16 alcachofas, 1/2 l. de aceite de oliva, 1/2 limón, 2 dientes de ajo pelados y laminados, 2 huevos batidos, 150 g. de harina, las hojas de 2 ramas de perejil picadas (conservar los tallos), 20 g. de almendra fileteada tostada.
1. Retirar las hojas exteriores de las alcachofas hasta llegar al corazón e introducirlas en un bol con abundante agua y los tallos de las ramas de perejil para evitar su oxidación.
2. Echar en una cacerola agua fría, 1/2 cucharada de harina, el zumo de 1/2 limón, un chorro de aceite de oliva y sal. Revolver a continuación con una varilla y acercar al fuego.
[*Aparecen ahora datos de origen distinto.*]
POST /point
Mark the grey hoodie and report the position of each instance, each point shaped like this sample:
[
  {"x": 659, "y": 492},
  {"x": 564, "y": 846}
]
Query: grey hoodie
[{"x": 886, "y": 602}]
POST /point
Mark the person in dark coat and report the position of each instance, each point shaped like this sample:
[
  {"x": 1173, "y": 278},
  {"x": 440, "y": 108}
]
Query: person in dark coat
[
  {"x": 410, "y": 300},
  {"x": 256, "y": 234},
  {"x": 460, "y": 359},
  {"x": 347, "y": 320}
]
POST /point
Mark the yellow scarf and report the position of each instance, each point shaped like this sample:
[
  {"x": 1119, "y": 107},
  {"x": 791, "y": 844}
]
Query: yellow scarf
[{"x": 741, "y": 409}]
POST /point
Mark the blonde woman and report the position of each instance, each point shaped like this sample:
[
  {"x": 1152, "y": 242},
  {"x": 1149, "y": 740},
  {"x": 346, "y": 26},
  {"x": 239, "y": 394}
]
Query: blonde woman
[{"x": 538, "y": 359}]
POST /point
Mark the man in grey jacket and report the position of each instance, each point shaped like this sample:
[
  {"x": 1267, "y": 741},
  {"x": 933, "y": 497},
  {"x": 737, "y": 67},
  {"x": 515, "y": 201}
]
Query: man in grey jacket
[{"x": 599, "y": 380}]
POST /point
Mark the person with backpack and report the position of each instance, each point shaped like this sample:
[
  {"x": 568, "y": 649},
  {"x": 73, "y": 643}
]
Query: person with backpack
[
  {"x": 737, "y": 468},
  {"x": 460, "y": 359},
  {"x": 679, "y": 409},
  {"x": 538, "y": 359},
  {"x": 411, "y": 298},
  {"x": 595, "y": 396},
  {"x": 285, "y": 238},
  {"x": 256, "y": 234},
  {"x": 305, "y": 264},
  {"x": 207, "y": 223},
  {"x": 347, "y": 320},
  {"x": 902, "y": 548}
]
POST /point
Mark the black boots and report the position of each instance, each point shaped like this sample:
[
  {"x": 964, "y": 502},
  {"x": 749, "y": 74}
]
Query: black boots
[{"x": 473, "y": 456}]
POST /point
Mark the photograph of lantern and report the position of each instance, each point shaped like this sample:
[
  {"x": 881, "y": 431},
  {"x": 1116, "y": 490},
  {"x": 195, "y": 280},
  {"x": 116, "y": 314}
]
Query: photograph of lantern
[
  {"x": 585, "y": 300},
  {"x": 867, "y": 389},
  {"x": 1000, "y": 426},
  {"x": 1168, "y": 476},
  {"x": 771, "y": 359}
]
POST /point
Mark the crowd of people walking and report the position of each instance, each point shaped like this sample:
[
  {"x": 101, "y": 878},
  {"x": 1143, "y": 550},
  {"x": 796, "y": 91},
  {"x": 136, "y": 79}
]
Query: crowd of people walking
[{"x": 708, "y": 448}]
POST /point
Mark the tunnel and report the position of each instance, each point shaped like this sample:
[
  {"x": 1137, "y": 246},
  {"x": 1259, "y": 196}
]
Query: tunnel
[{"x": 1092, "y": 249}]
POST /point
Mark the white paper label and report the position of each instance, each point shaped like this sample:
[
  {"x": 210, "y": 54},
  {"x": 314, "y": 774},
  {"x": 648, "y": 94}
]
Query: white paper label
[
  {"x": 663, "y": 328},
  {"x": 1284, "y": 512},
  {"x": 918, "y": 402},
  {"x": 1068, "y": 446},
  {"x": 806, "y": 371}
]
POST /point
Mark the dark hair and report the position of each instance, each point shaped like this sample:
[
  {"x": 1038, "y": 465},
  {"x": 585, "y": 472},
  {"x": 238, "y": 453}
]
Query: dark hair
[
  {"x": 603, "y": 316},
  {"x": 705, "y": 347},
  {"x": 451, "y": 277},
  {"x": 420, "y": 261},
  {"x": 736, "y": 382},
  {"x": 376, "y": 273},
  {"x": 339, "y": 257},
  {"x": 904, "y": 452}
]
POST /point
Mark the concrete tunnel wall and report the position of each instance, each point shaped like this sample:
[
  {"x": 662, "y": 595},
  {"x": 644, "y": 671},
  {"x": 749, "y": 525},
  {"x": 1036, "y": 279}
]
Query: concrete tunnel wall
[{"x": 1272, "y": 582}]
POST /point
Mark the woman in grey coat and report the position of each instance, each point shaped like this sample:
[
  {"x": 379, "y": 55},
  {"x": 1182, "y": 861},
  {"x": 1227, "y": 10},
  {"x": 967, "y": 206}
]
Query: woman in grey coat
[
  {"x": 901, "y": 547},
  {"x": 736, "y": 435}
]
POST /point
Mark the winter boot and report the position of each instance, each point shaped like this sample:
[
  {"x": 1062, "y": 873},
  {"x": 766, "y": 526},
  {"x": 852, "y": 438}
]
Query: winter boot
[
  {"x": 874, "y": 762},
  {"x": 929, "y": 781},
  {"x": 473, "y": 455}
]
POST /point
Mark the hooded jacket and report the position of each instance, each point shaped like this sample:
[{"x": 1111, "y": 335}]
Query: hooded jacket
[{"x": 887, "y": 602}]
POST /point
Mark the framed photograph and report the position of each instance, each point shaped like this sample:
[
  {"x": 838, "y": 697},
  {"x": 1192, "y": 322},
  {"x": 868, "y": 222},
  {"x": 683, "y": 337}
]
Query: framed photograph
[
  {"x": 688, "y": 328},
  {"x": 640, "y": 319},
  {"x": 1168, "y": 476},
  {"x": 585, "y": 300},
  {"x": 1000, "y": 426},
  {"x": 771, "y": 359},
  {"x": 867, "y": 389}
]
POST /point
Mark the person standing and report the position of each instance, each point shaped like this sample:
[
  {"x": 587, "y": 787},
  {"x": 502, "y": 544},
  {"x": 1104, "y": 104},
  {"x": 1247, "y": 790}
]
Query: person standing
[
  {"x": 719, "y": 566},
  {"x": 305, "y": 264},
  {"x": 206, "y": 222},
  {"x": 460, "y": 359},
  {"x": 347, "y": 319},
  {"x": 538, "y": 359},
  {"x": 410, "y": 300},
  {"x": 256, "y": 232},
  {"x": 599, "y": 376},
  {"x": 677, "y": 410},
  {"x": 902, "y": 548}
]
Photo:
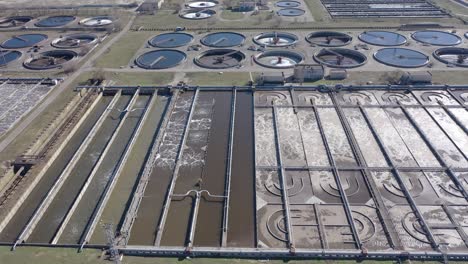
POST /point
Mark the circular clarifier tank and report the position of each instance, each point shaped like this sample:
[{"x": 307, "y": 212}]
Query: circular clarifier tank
[
  {"x": 329, "y": 39},
  {"x": 14, "y": 21},
  {"x": 287, "y": 4},
  {"x": 220, "y": 59},
  {"x": 340, "y": 58},
  {"x": 98, "y": 21},
  {"x": 202, "y": 4},
  {"x": 50, "y": 59},
  {"x": 200, "y": 14},
  {"x": 223, "y": 39},
  {"x": 160, "y": 59},
  {"x": 402, "y": 58},
  {"x": 74, "y": 41},
  {"x": 291, "y": 12},
  {"x": 7, "y": 56},
  {"x": 171, "y": 40},
  {"x": 275, "y": 39},
  {"x": 436, "y": 38},
  {"x": 279, "y": 59},
  {"x": 55, "y": 21},
  {"x": 23, "y": 41},
  {"x": 383, "y": 38},
  {"x": 453, "y": 56}
]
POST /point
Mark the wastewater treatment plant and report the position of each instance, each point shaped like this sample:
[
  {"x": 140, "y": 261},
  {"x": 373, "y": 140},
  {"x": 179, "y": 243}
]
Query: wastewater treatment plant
[{"x": 207, "y": 131}]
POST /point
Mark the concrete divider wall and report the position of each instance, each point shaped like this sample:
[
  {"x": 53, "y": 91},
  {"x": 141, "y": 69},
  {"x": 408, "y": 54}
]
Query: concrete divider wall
[{"x": 44, "y": 169}]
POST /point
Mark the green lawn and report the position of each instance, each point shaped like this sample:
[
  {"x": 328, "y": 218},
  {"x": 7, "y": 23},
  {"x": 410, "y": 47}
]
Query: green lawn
[
  {"x": 215, "y": 78},
  {"x": 122, "y": 51},
  {"x": 228, "y": 14}
]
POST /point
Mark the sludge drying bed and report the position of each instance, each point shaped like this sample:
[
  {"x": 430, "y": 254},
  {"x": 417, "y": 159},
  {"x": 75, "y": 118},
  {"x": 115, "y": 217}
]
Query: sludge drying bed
[{"x": 307, "y": 170}]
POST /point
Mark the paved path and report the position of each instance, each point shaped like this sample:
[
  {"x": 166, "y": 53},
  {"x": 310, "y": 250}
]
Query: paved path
[{"x": 60, "y": 88}]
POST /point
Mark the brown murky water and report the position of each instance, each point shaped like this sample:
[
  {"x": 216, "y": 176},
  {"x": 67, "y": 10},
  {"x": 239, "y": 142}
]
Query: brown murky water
[
  {"x": 241, "y": 227},
  {"x": 203, "y": 168},
  {"x": 122, "y": 194},
  {"x": 76, "y": 226},
  {"x": 20, "y": 219},
  {"x": 54, "y": 215},
  {"x": 149, "y": 212}
]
Al romper a hervir, echar las alcachofas y dejarlas cocer hasta que estén tiernas. Retirarlas del caldo (reservar el caldo), secarlas y pasarlas por harina y huevo batido. Dorarlas en una sartén con 1/4 l. de aceite de oliva caliente y pasarlas a continuación con una espumadera a una bandeja con papel absorbente de cocina. 3. Dorar en una sartén con un chorrito de aceite las láminas de ajo hasta que resulten algo tostadas. Añadir en ese momento una cucharada de harina, las almendras fileteadas y remover constantemente con una cuchara de madera. Añadir 1/2 l. del caldo de cocción de las alcachofas, sazonar y dejar cocer hasta que resulte ligada la salsa. Agregar entonces las alcachofas, espolvorear perejil picado y cuando recupere el hervor, retirar del fuego.

Repartir en platos las alcachofas, cubrir con la salsa y servirlas bien calientes.